Faces de Eva. Estudos sobre a Mulher  no.52 Lisboa dez. 2024  Epub 27-Maio-2025

https://doi.org/10.34619/jqjr-tjww 

Pioneira

Through England on a Side Saddle: Celia Fiennes (1662-1741)

iUniversidade NOVA de Lisboa, Faculdade de Ciências Sociais e Humanas, Centro de Estudos Ingleses de Tradução e Anglo-Portugueses (CETAPS), 1070-312 Lisboa, Portugal.

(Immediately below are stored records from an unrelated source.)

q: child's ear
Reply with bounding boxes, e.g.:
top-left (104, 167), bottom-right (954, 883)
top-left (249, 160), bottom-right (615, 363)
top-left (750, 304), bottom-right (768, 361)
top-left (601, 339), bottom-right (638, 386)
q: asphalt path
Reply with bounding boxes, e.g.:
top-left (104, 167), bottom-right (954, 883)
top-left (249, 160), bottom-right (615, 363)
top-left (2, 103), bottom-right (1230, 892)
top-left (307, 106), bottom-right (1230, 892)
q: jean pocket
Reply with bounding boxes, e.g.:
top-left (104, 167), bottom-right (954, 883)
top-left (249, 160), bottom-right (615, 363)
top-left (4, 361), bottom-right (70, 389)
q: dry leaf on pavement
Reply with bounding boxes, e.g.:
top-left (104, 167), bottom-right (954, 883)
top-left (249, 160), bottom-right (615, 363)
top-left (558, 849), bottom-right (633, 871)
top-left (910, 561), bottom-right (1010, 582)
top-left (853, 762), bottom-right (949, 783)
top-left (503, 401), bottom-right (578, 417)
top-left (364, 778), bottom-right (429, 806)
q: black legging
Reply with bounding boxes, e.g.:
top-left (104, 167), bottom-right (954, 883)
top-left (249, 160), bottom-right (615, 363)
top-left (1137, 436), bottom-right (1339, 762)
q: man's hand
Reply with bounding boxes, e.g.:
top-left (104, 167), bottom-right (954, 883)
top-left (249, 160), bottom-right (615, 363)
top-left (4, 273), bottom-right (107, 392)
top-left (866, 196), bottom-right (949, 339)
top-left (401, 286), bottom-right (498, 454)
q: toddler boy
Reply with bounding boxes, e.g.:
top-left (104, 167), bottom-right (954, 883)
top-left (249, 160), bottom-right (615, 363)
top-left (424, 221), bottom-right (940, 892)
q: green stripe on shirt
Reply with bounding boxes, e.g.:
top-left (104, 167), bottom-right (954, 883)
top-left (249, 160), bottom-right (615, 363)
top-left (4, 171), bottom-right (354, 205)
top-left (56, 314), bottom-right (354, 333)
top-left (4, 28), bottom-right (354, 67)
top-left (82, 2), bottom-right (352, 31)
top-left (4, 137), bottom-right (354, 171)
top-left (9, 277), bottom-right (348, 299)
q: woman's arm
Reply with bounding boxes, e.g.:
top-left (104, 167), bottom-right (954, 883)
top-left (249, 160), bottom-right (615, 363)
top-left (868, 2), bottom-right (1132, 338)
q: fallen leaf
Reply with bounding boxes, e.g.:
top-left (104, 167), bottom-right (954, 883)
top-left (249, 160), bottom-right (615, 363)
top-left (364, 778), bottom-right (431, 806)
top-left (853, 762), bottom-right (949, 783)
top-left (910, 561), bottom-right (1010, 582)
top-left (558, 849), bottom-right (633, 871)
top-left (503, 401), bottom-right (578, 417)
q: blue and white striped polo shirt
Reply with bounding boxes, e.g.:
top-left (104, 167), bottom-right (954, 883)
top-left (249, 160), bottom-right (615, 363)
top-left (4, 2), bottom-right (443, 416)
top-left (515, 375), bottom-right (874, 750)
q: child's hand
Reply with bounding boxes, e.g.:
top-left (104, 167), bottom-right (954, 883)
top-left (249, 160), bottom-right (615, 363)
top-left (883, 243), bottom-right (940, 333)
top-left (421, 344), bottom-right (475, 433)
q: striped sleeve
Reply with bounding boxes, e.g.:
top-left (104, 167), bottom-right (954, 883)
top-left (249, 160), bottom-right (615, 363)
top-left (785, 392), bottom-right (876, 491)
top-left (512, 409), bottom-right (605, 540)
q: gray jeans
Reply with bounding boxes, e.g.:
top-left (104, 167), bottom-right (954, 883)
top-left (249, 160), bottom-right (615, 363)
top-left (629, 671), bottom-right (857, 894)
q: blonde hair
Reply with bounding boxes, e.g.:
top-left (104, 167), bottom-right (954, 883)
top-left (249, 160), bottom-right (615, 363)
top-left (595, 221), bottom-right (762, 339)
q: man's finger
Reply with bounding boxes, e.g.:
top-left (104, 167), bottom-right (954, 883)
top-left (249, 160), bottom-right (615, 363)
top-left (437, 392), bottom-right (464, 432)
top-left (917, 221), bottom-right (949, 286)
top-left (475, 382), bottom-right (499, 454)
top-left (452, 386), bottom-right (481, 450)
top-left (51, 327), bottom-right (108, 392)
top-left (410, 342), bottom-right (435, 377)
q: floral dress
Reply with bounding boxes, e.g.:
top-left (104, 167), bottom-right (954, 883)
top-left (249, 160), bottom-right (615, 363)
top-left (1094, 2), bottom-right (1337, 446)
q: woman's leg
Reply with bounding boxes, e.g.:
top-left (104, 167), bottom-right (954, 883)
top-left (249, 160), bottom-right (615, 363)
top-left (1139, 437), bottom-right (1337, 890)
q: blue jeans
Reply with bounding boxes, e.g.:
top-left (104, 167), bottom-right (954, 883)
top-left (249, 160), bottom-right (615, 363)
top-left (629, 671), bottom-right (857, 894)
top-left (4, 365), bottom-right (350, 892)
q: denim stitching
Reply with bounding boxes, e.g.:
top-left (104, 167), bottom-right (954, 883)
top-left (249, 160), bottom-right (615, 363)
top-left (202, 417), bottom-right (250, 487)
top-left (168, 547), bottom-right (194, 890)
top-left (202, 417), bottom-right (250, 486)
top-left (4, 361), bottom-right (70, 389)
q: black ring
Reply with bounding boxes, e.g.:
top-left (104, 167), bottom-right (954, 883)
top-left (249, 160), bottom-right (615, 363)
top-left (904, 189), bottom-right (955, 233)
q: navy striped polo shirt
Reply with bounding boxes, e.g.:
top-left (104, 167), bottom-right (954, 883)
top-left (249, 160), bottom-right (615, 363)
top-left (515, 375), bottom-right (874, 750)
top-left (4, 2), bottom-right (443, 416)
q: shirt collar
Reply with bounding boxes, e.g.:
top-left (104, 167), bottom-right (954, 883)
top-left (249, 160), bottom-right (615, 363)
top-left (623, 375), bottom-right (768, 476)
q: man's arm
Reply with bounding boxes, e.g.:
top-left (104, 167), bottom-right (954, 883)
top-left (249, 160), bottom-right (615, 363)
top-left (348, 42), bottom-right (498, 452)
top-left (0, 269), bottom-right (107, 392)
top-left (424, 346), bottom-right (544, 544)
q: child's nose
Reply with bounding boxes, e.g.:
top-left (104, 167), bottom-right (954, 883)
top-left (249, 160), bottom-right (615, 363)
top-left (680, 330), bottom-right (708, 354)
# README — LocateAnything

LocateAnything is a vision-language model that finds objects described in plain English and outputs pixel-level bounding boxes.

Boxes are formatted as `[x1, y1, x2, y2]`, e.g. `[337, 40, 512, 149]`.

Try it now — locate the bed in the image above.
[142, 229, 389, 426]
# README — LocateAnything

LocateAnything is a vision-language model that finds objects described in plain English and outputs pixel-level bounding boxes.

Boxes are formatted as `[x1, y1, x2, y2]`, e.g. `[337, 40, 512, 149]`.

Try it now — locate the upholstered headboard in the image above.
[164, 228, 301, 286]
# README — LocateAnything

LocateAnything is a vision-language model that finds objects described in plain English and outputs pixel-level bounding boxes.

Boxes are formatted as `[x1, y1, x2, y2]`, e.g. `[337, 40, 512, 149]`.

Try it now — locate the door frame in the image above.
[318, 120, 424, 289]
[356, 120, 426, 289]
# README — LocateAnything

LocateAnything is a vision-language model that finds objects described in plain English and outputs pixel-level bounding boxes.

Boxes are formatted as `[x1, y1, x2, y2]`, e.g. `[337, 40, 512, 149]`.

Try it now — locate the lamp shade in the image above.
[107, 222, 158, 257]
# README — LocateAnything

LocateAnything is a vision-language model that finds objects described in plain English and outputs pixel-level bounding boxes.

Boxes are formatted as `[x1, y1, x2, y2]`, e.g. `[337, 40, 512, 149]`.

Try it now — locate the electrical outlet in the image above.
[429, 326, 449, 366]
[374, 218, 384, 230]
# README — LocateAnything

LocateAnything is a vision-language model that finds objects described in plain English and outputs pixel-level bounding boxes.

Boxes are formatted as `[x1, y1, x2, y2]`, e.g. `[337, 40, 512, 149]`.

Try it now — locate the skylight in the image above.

Email: miguel.alarcao@fcsh.unl.pt


**Foto: Marco de Celia Fiennes, em No Man’s Heath, Cheshire RHaworth, CC BY-SA 3.0, via Wikimedia Commons.

To Cláudia Coimbra (CETAPS)

Born in Newton Toney, Wiltshire, Celia Fiennes (Figure 1) was the granddaughter of the 1st Viscount of Say and Seale, and the daughter of a Puritan colonel who had served in Cromwell’s army; not surprisingly, her Nonconformist education shines through her frequent remarks on “Popery”. Celia never married, and her spinsterhood, together with her social status, granted her an assertive sense of independence, not least of mind.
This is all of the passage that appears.